Guðmundsson’s love of the art of the album is also more pronounced here than ever before, almost every single track tied together by the particularly unifying use of triplet rhythms in combination with 4/4 beats, beguiling hushed vocals and enveloping, molten dub bass tones. Combined with a typical dedication to sound design and production, “Faded Photographs” is rendered an utterly seamless experience, demanding to be heard as a whole.

Frequent collaborator and breathy tone saxophonist Óskar Guðjónsson returns, crooning just as emotionally on “What Have You Done” as do vocal duet Benoit Pioulard (who also co-writes here) and Bandreas, then later melancholically on the contemplative “The Way You Say My Name” and the closing “My Own Worth.” Pablo Hopenhayn also returns to provide yearning strings on the achingly melancholic instrumental opener “The Downpour” and later on the tense duet “The Serpent.”

Guðmundsson’s own whispered vocals also make a welcome return, often in duet with the mysterious, angelic Bandreas or the silky, intimate Saint Sinner.
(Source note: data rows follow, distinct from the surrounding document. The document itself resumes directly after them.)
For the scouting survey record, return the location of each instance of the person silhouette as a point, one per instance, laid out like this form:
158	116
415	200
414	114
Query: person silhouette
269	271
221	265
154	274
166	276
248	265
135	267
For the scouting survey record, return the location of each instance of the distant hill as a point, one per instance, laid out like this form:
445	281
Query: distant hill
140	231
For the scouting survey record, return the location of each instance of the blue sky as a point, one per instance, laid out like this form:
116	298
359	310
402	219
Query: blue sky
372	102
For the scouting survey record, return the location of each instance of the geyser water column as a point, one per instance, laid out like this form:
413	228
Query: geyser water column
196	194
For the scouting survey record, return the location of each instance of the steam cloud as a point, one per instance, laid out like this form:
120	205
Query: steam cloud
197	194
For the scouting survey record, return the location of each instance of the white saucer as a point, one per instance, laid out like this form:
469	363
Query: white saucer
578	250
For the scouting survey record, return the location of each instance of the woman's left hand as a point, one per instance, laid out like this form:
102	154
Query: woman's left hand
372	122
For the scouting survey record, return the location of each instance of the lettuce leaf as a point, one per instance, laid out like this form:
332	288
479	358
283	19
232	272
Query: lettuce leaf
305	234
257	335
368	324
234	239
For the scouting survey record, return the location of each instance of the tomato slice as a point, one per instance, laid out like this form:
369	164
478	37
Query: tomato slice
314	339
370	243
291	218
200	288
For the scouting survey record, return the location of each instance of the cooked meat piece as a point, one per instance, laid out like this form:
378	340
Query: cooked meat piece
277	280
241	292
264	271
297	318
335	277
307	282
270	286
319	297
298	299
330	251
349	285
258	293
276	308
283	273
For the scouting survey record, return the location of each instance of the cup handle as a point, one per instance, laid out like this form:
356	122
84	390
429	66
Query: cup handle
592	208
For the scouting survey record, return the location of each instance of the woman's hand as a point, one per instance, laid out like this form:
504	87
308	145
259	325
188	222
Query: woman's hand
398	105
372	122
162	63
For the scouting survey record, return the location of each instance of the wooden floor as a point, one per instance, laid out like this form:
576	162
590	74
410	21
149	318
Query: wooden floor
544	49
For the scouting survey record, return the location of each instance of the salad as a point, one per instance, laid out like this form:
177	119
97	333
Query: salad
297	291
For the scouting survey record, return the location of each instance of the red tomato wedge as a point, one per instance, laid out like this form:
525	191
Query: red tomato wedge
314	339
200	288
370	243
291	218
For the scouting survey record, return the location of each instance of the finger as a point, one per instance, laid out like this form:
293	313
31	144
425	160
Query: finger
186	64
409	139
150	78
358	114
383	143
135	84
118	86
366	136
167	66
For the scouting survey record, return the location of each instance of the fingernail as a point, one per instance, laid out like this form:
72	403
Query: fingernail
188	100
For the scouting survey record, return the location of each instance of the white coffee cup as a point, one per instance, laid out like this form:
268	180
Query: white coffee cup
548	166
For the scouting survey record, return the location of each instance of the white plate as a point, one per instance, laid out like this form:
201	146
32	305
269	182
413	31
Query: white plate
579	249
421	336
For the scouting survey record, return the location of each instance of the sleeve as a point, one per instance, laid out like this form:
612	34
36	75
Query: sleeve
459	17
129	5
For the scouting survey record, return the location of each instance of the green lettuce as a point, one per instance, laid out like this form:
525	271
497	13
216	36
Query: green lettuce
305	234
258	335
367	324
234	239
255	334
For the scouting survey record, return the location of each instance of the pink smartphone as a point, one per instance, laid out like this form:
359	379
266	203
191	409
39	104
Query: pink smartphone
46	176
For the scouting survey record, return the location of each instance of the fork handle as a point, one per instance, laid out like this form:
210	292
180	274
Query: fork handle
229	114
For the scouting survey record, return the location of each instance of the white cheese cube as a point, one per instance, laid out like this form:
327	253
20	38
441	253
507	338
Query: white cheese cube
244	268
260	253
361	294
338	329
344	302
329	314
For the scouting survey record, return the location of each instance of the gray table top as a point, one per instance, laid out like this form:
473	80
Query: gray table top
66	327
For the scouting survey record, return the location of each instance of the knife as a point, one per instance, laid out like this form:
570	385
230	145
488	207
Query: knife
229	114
Helped along by subtle but familiar references to his previous work, like the soft summer rains of “Rigning” or lyrical callbacks in “A Wicked Joke” recalling “Bright Moonlit Sky,” all these elements and collaborators become so much a part of the warp and weft of the overall sonic palette they feel omnipresent.

Written and produced when we had become more distant and disconnected from one another than ever before, “Faded Photographs” brings together and showcases an ensemble of artists in a spirit of collaboration that flies in the face of adversity, a true product of its time.